Мы встретились посреди двора, и я невольно подумал, что если стрелявший, вместо того, чтобы убежать, залег где-нибудь поблизости, мы представляем для него неплохую мишень даже в этой снежной круговерти и темноте. Неприятное ощущение враждебного взгляда, упершегося в спину, заставило меня невольно поежиться.

– Ничего не слышал? – спокойно спросил Омельченко.

– Вроде стреляли? – ответил я вопросом на вопрос, решив пока не выдавать, что знаю про этот выстрел немного больше.

– Было дело, – подтвердил Омельченко и двинулся к дому.

Я подумал, что сейчас он увидит мои следы под окном, и кто знает, что придет ему тогда в голову.

– Кажется, совсем рядом стреляли, – сказал я, оставаясь на месте. – Только вышел – бац! Я даже испугался.

– Чего тебе пугаться? – остановился Омельченко. – Не в тебя, в меня стреляли.

– В вас?

– Ну. Я же лесник. По должности в этих местах не раз кому-нибудь поперек окажешься. А народ здесь крутой: чуть что – за ружьишко. И раньше так было, а сейчас того хужей.

Ветер рванул с какой-то неистовой силой. Снег хлестко лепил в лицо. Омельченко, стоявшего в нескольких шагах от меня, почти не было видно. «Какие там теперь следы? – подумал я. – Никаких следов. Ничего не надо объяснять… Впрочем, и про незнакомку, изучавшую мои документы, теперь не спросить. Откуда, скажет, у тебя такие сведения? Как разглядел? Из баньки? Надо каким-нибудь другим путем разобраться в этом вопросе». Я шел за Омельченко, думал обо всем этом и чувствовал, что снова проникаюсь к нему симпатией. Наверняка он не знал про то, что творилось в «моей» комнате. Может, подруга жены какая-нибудь? Он и знать не знает, чем она там занималась.

«Вообще-то многовато событий для одного вечера, – решил я. – И загадок тоже».

На крыльце Омельченко остановился и крепко взял меня за плечо.

– Понимаешь, Алексей, – тихо сказал он, – жинка у меня там… Надежда Степановна. Баба есть баба. Боится, плачет. А что я могу поделать?

Он замолчал.

– Может, уехать вам отсюда, если так все? – неуверенно предложил я, не зная, к чему он клонит разговор.

– Уехать? – удивился Омельченко. – Да нет, Алексей. Такие, как я, не уезжают. Таких или ногами вперед выносят, либо они по-своему все поворачивают.
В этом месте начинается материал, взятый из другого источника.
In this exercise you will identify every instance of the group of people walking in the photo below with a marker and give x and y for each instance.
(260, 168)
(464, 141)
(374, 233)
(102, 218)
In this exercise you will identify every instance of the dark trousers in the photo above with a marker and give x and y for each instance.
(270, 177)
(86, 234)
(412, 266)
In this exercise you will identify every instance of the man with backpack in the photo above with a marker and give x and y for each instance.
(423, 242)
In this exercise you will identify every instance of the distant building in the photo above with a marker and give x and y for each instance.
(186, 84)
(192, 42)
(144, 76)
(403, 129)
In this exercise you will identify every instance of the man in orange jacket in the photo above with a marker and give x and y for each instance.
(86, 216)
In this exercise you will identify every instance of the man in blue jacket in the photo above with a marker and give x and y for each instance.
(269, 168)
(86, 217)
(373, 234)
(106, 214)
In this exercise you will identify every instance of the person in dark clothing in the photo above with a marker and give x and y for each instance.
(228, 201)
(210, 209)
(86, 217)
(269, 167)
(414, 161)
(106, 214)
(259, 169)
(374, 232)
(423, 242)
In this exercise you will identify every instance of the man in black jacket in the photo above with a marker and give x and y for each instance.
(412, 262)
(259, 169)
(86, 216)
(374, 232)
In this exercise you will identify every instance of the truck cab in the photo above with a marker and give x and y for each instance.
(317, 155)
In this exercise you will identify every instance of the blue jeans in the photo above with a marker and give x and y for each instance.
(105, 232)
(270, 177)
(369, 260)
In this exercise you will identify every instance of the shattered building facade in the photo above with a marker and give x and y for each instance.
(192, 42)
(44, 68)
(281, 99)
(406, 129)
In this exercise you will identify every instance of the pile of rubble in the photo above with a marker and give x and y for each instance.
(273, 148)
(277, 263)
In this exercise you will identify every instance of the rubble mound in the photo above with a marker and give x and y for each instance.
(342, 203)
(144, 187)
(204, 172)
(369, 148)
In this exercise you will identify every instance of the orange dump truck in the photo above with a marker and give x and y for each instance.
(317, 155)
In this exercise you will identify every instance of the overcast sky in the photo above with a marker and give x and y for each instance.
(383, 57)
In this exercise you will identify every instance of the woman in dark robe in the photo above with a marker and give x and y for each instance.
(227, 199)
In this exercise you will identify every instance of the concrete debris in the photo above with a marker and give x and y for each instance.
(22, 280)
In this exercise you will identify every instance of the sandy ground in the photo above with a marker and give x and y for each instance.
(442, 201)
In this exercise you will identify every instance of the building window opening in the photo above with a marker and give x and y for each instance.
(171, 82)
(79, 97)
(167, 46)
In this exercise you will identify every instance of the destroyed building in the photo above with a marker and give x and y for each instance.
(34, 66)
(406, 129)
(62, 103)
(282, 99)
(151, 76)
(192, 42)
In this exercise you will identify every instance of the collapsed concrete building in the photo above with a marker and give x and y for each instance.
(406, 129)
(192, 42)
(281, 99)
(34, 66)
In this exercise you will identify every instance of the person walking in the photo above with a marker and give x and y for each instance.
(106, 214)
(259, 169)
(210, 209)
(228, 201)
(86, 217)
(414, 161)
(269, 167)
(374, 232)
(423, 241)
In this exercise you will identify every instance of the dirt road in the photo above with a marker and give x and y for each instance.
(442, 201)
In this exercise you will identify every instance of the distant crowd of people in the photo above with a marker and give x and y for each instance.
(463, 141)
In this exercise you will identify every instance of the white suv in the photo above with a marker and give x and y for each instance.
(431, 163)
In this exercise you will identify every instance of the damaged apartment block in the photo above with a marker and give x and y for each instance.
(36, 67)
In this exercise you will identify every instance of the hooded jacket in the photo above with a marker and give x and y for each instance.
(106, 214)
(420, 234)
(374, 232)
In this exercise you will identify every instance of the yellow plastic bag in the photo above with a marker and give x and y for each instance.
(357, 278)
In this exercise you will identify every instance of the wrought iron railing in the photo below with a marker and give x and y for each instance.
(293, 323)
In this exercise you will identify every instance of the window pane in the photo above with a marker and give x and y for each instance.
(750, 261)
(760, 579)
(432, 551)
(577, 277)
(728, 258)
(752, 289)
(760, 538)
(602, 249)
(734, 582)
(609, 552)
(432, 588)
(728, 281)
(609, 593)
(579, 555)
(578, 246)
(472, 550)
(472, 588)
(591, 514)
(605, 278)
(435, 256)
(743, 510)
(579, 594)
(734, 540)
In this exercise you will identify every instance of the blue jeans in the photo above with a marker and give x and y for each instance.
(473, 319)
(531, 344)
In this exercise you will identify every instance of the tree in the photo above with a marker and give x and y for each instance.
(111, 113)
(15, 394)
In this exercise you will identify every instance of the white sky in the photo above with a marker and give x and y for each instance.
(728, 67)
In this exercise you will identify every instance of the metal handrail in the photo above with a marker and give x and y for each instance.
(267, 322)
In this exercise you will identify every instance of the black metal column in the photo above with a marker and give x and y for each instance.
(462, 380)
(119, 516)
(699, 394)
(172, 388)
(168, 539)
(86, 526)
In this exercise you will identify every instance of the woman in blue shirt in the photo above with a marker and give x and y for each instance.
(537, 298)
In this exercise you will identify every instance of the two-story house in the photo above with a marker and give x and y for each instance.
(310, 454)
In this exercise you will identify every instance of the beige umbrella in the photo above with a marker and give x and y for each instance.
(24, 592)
Понял?

Скрытая сила и даже угроза прозвучали в его тихом голосе. «А ведь я недавно именно так о нем и подумал, – вспомнил я. – Такие не бегают».

– Скажем, сосед пьяный во дворе шебутится, – предложил Омельченко. – Стрельнул по пьянке в белый свет. Ты подтверди. Не то всю ночь реветь будет. А, Алексей? Как человека прошу.

– Так она завтра узнает, что не сосед.

– Узнает, – согласился Омельченко. – Хреновато это я придумал. Другое что надо.

Я искренне сочувствовал ему сейчас. Понравилось, что переживал он не за себя, а за жену. «Нелегко дается мужику здешняя жизнь…»

– Ладно, – вдруг сказал Омельченко. – Чего придумывать. Что было, то было. Пошли. Обойдется, перемелется.

Мы вошли в дом.

* * *

Разбитое выстрелом окно было плотно завешено одеялом. И больше никаких следов, которые могли бы выдать недавнее происшествие.

Вопреки предсказаниям Омельченко, жена и слова не сказала. Ни слез, ни истерик, ни объяснений. Поставила на стол огромное блюдо дымящихся пельменей и совершенно спокойным голосом сказала:

– Наваливайтесь, пока горячие.

Села рядом, посмотрела на мужа, на меня и неожиданно улыбнулась, видимо, по-женски угадав мою растерянность.

– Видите, как у нас… – сказала она. – Не сказать, чтобы скучно живем. Конечно, не как в городе…

Не докончив фразу, она замолчала, глядя, как муж сноровисто разливает из графина золотистую настойку.

– Я их все равно достану, – с неожиданной угрозой и злостью сказал Омельченко.

– Ну, достанешь, – спокойно согласилась жена.

– Достану, достану, – уверенно подтвердил Омельченко.

– А потом еще кто-нибудь… – тихо сказала она, глядя в сторону.